Alterations in four main genes are responsible for how long patients with pancreatic cancer survive, a new study suggests.
Before now, the presence and patterns between the genes and disease progression were not clearly established.
The relatively large study in JAMA Oncology involved 356 patients—all with pancreatic adenocarcinoma that could be surgically removed. Adenocarcinoma is by far the most common type of pancreas tumor.
After the patients’ tumors were removed, scientists extracted DNA from the cancerous tissue and nearby normal tissue, and conducted DNA sequencing on the specimens.
The analysis centered on the activity of the KRAS, CDKN2A, SMAD4, and TP53 genes. Results showed that patients who had three or four of the altered genes had worse disease-free survival (the time between surgery and when the cancer returns), and overall survival (from surgery to death), compared to patients with a single or two altered genes.

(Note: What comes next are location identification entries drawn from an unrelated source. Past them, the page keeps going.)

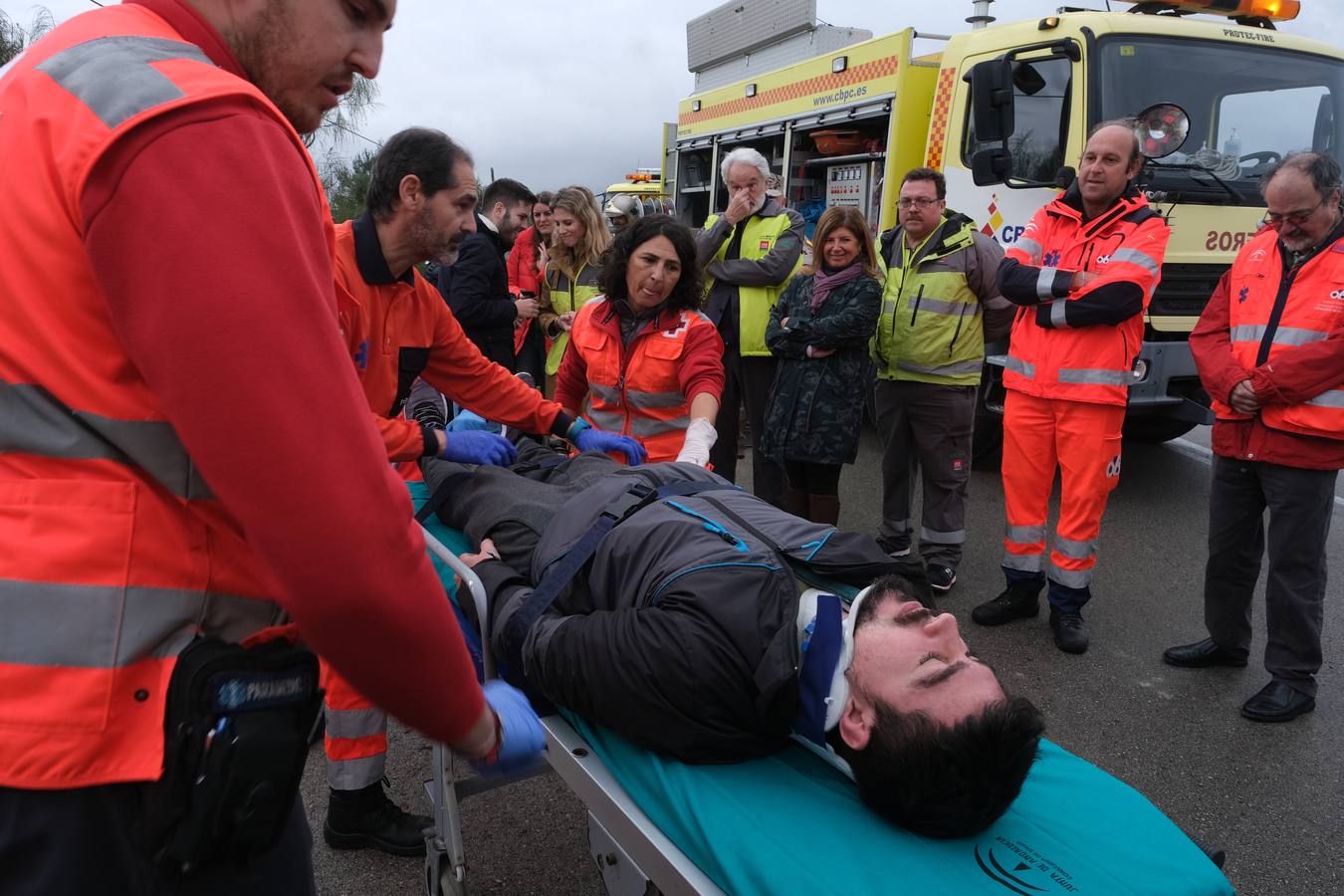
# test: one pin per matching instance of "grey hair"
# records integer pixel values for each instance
(744, 156)
(1321, 169)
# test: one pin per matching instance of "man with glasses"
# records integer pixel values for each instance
(930, 346)
(1270, 352)
(1082, 272)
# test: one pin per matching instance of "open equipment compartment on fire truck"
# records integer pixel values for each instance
(844, 123)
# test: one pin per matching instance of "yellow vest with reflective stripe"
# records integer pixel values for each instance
(568, 296)
(755, 303)
(932, 324)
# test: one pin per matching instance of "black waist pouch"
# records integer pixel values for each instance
(237, 723)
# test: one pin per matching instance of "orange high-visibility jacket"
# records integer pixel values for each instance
(1063, 348)
(1274, 312)
(113, 551)
(642, 396)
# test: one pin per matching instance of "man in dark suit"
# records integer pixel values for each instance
(476, 285)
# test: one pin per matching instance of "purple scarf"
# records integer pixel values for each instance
(824, 283)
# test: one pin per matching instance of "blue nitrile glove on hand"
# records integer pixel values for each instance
(477, 446)
(522, 737)
(586, 438)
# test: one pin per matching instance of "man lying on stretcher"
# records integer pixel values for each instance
(686, 631)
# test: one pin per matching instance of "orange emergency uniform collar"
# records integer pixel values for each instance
(368, 256)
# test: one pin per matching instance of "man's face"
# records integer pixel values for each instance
(1106, 165)
(921, 210)
(445, 218)
(916, 661)
(748, 177)
(304, 54)
(542, 218)
(510, 220)
(1304, 218)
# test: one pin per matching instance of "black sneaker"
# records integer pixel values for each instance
(941, 577)
(1018, 600)
(359, 818)
(1070, 630)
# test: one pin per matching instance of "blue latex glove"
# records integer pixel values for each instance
(477, 446)
(594, 439)
(522, 737)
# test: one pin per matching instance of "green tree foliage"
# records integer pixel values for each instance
(346, 183)
(15, 37)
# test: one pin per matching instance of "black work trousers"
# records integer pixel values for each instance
(1300, 506)
(746, 380)
(89, 841)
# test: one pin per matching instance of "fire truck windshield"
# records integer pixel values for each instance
(1247, 105)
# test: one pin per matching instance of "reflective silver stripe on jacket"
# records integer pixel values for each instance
(1094, 376)
(956, 367)
(355, 723)
(35, 422)
(1031, 247)
(1074, 550)
(940, 307)
(113, 77)
(1282, 335)
(1025, 534)
(1333, 399)
(1070, 577)
(1137, 257)
(108, 627)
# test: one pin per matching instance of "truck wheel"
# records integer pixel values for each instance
(1152, 429)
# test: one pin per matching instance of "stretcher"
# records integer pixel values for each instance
(791, 822)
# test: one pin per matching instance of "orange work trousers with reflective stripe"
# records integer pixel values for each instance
(1082, 441)
(356, 735)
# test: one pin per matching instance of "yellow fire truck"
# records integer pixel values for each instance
(845, 123)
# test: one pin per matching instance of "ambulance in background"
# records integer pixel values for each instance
(1003, 112)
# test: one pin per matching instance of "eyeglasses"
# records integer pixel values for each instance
(1296, 218)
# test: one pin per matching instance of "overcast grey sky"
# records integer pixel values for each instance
(554, 93)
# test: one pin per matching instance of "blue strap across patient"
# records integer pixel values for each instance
(561, 571)
(818, 668)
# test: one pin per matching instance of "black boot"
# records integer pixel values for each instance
(1018, 600)
(365, 817)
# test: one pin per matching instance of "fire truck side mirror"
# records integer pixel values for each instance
(992, 100)
(991, 165)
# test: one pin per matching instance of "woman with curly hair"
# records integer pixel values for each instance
(578, 239)
(644, 361)
(820, 332)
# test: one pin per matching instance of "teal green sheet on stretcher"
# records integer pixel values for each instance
(791, 823)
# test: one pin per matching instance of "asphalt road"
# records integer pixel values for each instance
(1271, 795)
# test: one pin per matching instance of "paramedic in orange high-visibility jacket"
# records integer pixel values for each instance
(1082, 274)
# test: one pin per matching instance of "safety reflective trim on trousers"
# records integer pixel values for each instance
(1025, 534)
(956, 367)
(45, 623)
(1023, 561)
(1094, 376)
(113, 77)
(1020, 367)
(353, 774)
(1335, 399)
(1282, 336)
(941, 538)
(1070, 577)
(1072, 550)
(1056, 314)
(1139, 258)
(355, 723)
(1045, 283)
(1031, 247)
(938, 307)
(33, 421)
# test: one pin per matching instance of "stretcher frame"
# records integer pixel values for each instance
(632, 854)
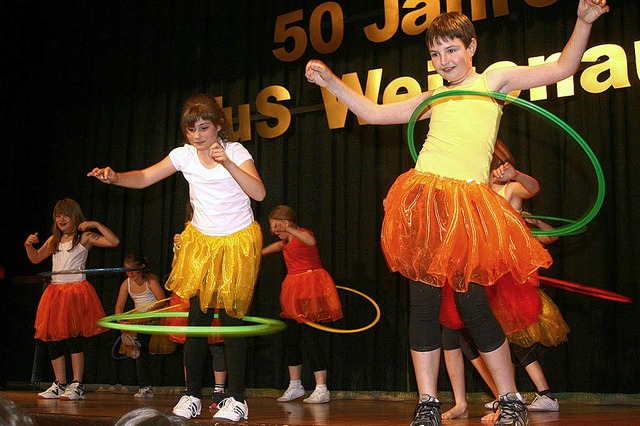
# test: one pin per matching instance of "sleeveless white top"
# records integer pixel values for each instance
(140, 299)
(65, 260)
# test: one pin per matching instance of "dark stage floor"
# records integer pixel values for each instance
(102, 408)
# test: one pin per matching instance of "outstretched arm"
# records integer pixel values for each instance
(135, 178)
(306, 237)
(273, 248)
(525, 186)
(105, 237)
(37, 255)
(508, 79)
(395, 113)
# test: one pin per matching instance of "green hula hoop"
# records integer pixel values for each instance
(263, 326)
(569, 229)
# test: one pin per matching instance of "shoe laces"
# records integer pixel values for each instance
(512, 410)
(427, 413)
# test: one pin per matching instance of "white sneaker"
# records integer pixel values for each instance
(490, 405)
(544, 403)
(188, 407)
(54, 391)
(319, 396)
(73, 392)
(230, 409)
(291, 393)
(144, 392)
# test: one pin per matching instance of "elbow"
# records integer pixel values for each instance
(260, 194)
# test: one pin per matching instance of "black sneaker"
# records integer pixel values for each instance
(427, 413)
(513, 411)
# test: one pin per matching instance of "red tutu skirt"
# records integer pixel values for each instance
(182, 305)
(440, 230)
(514, 305)
(549, 330)
(525, 312)
(68, 310)
(310, 296)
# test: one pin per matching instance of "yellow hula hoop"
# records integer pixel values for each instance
(354, 330)
(148, 305)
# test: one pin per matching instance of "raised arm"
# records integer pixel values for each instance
(37, 255)
(248, 178)
(135, 178)
(523, 186)
(306, 237)
(273, 248)
(122, 298)
(508, 79)
(395, 113)
(104, 238)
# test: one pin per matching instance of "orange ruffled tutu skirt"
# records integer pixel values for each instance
(222, 270)
(549, 330)
(439, 231)
(310, 296)
(68, 310)
(182, 305)
(525, 312)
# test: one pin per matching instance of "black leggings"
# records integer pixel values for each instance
(473, 306)
(459, 339)
(72, 345)
(196, 352)
(301, 337)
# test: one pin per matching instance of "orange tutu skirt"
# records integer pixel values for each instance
(310, 296)
(182, 305)
(68, 310)
(221, 270)
(514, 305)
(440, 230)
(549, 330)
(525, 312)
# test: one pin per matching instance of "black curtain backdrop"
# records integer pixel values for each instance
(101, 83)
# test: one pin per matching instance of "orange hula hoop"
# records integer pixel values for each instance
(354, 330)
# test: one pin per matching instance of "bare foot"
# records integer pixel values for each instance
(491, 417)
(456, 412)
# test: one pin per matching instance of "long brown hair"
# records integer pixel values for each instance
(205, 107)
(283, 212)
(501, 155)
(138, 260)
(66, 207)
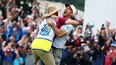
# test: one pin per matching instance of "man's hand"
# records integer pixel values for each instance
(50, 22)
(55, 17)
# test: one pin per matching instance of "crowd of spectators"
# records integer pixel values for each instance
(17, 31)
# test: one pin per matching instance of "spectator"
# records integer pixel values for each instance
(29, 57)
(18, 60)
(8, 57)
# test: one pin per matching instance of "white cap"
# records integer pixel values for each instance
(73, 8)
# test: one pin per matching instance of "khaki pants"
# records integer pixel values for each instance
(46, 57)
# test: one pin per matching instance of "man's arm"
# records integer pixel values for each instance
(57, 31)
(73, 22)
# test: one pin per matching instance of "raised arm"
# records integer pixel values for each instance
(57, 31)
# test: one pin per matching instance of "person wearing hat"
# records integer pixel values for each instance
(41, 45)
(62, 33)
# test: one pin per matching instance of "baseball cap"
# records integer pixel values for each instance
(8, 50)
(79, 48)
(73, 8)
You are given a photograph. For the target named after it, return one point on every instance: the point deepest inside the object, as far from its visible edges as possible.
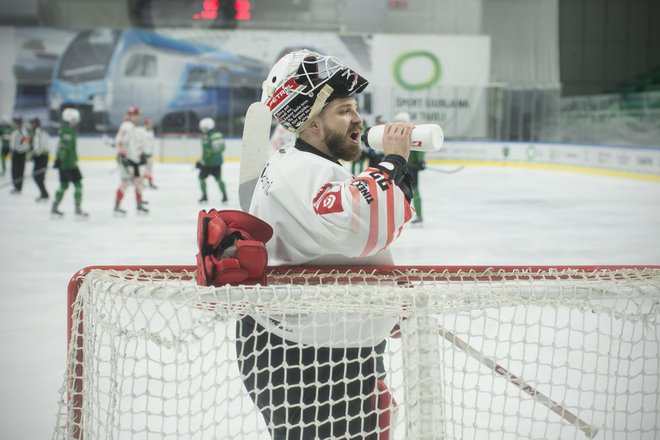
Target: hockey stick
(589, 430)
(255, 151)
(440, 170)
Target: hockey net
(477, 352)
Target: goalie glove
(232, 248)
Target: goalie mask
(71, 115)
(301, 83)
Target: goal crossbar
(561, 311)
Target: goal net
(469, 353)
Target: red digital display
(210, 8)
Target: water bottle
(425, 137)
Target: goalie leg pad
(383, 402)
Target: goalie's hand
(232, 248)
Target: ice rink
(476, 216)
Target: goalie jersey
(322, 215)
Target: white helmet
(71, 115)
(206, 124)
(402, 117)
(301, 83)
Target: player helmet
(71, 115)
(132, 111)
(206, 124)
(402, 117)
(301, 83)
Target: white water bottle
(425, 137)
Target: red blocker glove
(232, 248)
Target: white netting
(482, 353)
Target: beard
(340, 145)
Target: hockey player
(20, 146)
(67, 162)
(280, 137)
(128, 143)
(319, 380)
(148, 146)
(416, 163)
(210, 164)
(5, 135)
(40, 153)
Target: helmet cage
(304, 83)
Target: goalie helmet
(402, 117)
(206, 125)
(71, 115)
(132, 111)
(301, 83)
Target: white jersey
(20, 140)
(128, 141)
(40, 142)
(321, 215)
(281, 137)
(147, 140)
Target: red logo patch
(328, 200)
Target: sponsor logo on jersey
(328, 200)
(363, 188)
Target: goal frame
(293, 275)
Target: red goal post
(527, 351)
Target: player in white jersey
(129, 155)
(322, 215)
(148, 146)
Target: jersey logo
(328, 200)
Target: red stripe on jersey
(355, 208)
(407, 211)
(373, 218)
(391, 221)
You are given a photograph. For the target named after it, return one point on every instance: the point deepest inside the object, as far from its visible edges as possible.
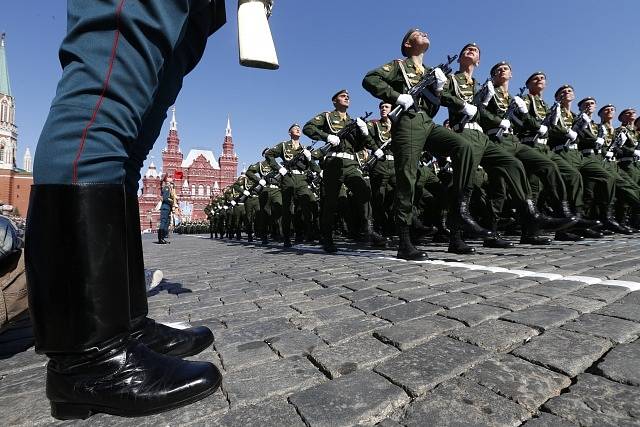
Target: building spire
(5, 86)
(174, 123)
(228, 130)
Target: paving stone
(474, 314)
(277, 378)
(606, 293)
(623, 311)
(415, 332)
(274, 412)
(374, 304)
(363, 398)
(349, 328)
(581, 305)
(596, 401)
(563, 351)
(238, 356)
(622, 364)
(423, 367)
(459, 402)
(453, 299)
(617, 330)
(408, 311)
(516, 301)
(542, 316)
(495, 335)
(523, 382)
(347, 357)
(416, 294)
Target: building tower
(228, 160)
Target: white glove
(362, 126)
(491, 91)
(469, 110)
(522, 105)
(441, 79)
(542, 130)
(333, 140)
(405, 100)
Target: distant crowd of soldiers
(499, 163)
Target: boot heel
(70, 411)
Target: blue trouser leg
(113, 59)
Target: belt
(471, 125)
(496, 130)
(342, 155)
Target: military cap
(601, 110)
(333, 98)
(469, 45)
(405, 38)
(495, 67)
(560, 89)
(537, 73)
(623, 112)
(583, 100)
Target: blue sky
(324, 46)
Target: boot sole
(75, 411)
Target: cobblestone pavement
(528, 336)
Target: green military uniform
(294, 185)
(270, 198)
(382, 176)
(339, 166)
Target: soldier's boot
(406, 250)
(610, 223)
(468, 223)
(81, 315)
(158, 337)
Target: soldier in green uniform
(294, 184)
(564, 143)
(459, 97)
(270, 197)
(340, 166)
(383, 174)
(414, 132)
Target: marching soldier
(340, 166)
(414, 132)
(294, 186)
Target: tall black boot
(79, 303)
(158, 337)
(406, 250)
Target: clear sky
(324, 46)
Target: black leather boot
(406, 250)
(158, 337)
(79, 302)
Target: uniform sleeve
(314, 128)
(378, 82)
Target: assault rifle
(419, 90)
(511, 110)
(349, 129)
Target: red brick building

“The research helps us to understand how the molecular features of pancreatic cancer impact prognosis on an individual level and gives us more facts to guide patients, and importantly, to design future research studies,” says study coauthor Aram Hezel, chief of the hematology/oncology division at the University of Rochester’s Wilmot Cancer Institute.
Test shows promise for detecting pancreatic cancer
Pancreatic cancer is aggressive and generally has poor survival odds. Patients who can undergo surgery as part of treatment often survive longer and some patients fare best when they can receive chemotherapy prior to surgery. But having customized, molecular information will provide an even greater understanding of how the disease is likely to progress in each patient, Hezel says.
Another paper from the team at Wilmot and colleagues at Dana Farber/Brigham and Women’s Cancer Center and the Stanford Cancer Institute in the British Journal of Cancer shows that an accurate classification of pancreatic cancer’s spread to the lymph nodes is also an effective tool to predict disease survival in surgery-eligible patients.